ETL stands for Extract, Transform, and Load. It is a crucial process in data warehousing that involves three distinct steps:
-
Extract: In this step, data is gathered from one or more sources. For my project, I have chosen to use a public dataset from Kaggle, provided in the form of a CSV file.
-
Transform: The extracted data then undergoes various manipulations. These manipulations can include cleaning, filtering, validating, and aggregating data.
-
Load: The final step involves loading the transformed data into a target system, which is often a data warehouse, database, or data lake.
This project is organized into three main folders, each serving a specific purpose:
-
Extract & Transform: Contains a Python script responsible for extracting and transforming the data from a single large CSV file to several smaller CSV files, each representing a table of the SQL database to be created.
-
Database: Focuses on SQL database creation and loading the transformed data into the database.
-
Dashboard: Includes a copy of the dashboard created to analyze the cleaned and organized data.

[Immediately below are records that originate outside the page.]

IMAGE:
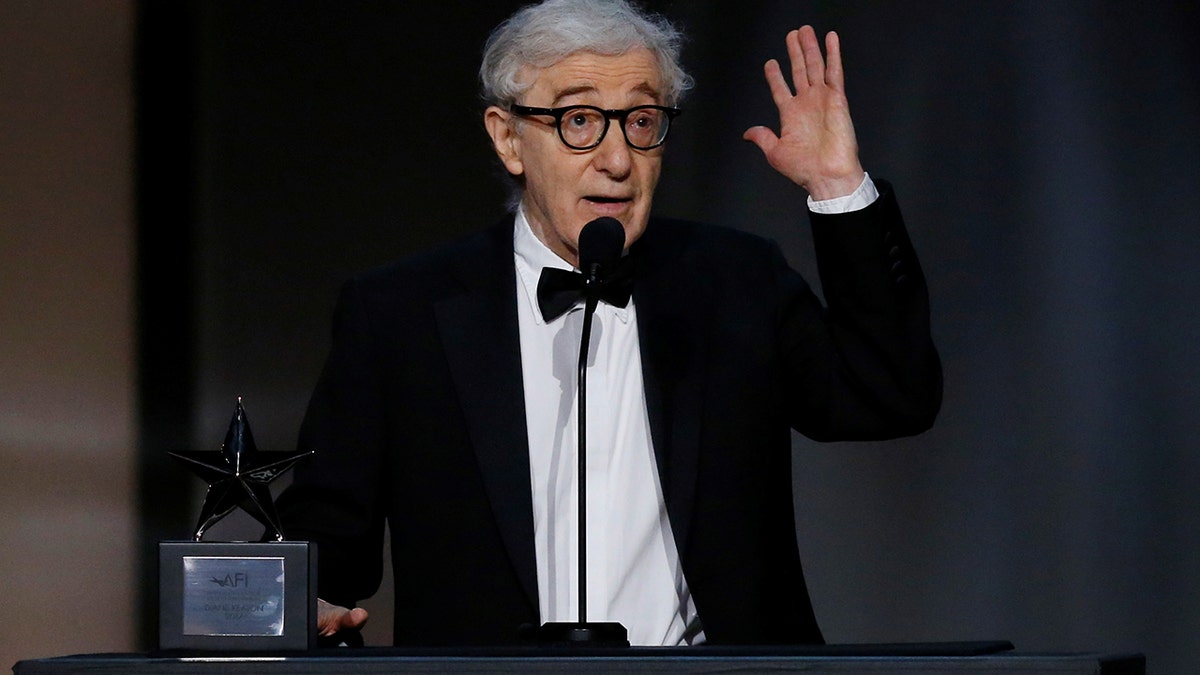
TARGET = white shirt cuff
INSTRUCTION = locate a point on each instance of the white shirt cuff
(861, 198)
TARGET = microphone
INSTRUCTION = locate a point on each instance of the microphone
(600, 245)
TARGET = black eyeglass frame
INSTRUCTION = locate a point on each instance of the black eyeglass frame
(609, 115)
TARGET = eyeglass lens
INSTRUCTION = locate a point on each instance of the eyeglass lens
(585, 127)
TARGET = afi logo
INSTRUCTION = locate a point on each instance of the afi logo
(232, 580)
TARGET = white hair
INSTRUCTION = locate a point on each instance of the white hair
(540, 35)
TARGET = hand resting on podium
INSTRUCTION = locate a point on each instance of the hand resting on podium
(335, 620)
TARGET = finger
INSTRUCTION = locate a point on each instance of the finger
(796, 55)
(779, 90)
(814, 64)
(762, 137)
(331, 617)
(834, 75)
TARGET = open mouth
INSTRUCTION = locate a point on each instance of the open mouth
(599, 199)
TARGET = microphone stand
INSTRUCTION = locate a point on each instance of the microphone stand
(583, 633)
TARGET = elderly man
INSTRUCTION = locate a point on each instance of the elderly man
(445, 410)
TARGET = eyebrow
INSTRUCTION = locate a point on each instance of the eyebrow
(643, 88)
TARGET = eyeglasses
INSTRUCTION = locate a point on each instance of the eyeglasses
(583, 127)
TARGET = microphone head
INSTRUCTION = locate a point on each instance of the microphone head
(600, 244)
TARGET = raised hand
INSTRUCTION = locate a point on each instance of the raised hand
(816, 145)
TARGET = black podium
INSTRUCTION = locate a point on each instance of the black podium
(940, 658)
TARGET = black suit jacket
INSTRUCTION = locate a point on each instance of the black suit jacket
(419, 419)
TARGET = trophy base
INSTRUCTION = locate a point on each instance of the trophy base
(237, 597)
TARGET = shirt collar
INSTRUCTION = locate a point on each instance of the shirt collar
(532, 255)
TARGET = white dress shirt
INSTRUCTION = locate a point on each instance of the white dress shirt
(634, 573)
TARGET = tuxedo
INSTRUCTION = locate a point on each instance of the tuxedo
(418, 419)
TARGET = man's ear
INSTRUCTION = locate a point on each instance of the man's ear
(505, 139)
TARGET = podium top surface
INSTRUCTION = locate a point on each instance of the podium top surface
(941, 658)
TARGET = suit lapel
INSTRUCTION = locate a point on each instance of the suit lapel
(672, 317)
(479, 330)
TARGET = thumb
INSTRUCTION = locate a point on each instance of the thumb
(333, 619)
(762, 137)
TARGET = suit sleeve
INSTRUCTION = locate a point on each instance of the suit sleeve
(335, 497)
(867, 359)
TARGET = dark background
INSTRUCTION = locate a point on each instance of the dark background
(1045, 157)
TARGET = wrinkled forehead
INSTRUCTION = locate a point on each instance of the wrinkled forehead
(633, 75)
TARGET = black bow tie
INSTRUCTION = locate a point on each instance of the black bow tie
(558, 290)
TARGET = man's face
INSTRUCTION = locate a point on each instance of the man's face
(567, 189)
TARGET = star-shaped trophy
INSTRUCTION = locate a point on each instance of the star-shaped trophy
(238, 596)
(239, 476)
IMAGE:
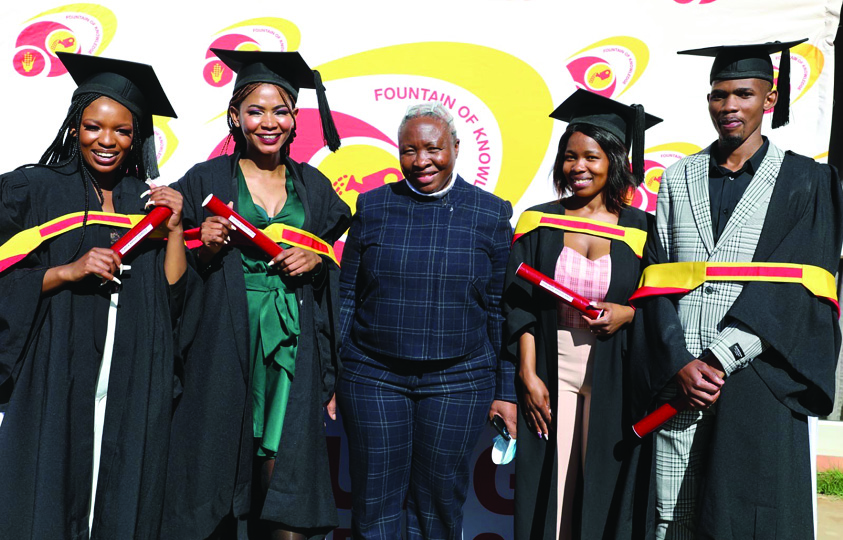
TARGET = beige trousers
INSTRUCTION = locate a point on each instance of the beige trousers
(573, 400)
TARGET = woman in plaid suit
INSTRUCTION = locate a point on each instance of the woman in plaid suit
(421, 281)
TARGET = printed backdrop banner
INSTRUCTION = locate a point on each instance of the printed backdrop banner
(499, 66)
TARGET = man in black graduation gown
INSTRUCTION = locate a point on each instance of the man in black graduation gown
(753, 358)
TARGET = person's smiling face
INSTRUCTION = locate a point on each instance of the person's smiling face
(265, 120)
(427, 153)
(737, 108)
(585, 166)
(105, 137)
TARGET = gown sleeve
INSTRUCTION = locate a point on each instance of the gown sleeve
(20, 285)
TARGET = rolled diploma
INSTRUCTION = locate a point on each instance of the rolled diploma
(655, 419)
(576, 301)
(255, 235)
(136, 234)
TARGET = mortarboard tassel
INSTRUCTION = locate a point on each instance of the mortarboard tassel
(148, 154)
(781, 112)
(329, 129)
(637, 140)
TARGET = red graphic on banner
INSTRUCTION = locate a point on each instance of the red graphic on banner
(38, 40)
(594, 74)
(215, 72)
(645, 196)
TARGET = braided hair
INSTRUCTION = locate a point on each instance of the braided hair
(65, 149)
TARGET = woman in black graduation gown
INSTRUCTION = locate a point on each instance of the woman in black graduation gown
(265, 361)
(67, 463)
(572, 368)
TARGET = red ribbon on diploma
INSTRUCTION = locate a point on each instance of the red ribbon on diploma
(655, 419)
(576, 301)
(255, 235)
(136, 234)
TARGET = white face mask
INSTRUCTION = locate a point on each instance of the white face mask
(503, 451)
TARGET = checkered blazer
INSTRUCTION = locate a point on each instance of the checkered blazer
(683, 222)
(422, 278)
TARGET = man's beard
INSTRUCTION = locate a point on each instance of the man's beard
(730, 141)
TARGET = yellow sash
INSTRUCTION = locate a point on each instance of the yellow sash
(681, 278)
(24, 242)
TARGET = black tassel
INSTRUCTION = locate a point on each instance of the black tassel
(637, 141)
(781, 112)
(148, 155)
(329, 129)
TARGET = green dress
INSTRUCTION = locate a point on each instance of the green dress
(273, 321)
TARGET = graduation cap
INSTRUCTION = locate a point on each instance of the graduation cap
(626, 122)
(287, 70)
(753, 62)
(133, 85)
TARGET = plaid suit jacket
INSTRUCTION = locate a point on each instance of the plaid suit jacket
(422, 278)
(683, 222)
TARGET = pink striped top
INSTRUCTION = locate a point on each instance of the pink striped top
(584, 276)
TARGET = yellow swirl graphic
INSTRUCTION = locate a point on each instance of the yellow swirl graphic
(163, 125)
(520, 101)
(106, 18)
(815, 60)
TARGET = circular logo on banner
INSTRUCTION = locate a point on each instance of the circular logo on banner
(74, 28)
(261, 34)
(610, 66)
(165, 139)
(806, 64)
(656, 160)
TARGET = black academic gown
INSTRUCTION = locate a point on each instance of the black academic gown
(758, 482)
(210, 469)
(50, 352)
(528, 309)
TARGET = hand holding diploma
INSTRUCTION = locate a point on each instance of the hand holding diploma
(577, 301)
(699, 385)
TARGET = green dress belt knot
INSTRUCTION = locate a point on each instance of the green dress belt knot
(274, 326)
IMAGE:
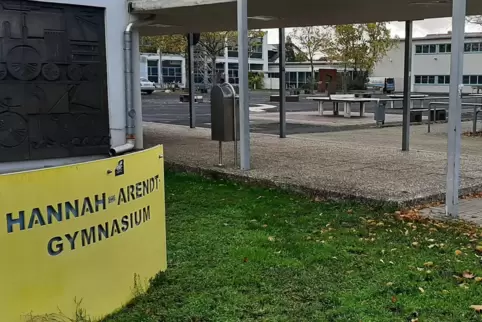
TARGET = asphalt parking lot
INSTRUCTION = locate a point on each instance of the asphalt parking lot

Each folder contains an additional README.md file with detailed explanations and instructions for setting up and running the project on your local machine.
To start, download the whole project and locate it in your files. In the database folder, delete every CSV file before starting (they will be recreated by the extract and transform script in the first folder), be sure to create a new folder for the project and move everything to it, then open this project folder in VS Code or your preferred code editor and follow the instructions provided in the respective README file in each of the folders.
- Kaggle Dataset: Superstore Sales Dataset
This is the dataset used in the project. It contains sales data from a fictional superstore.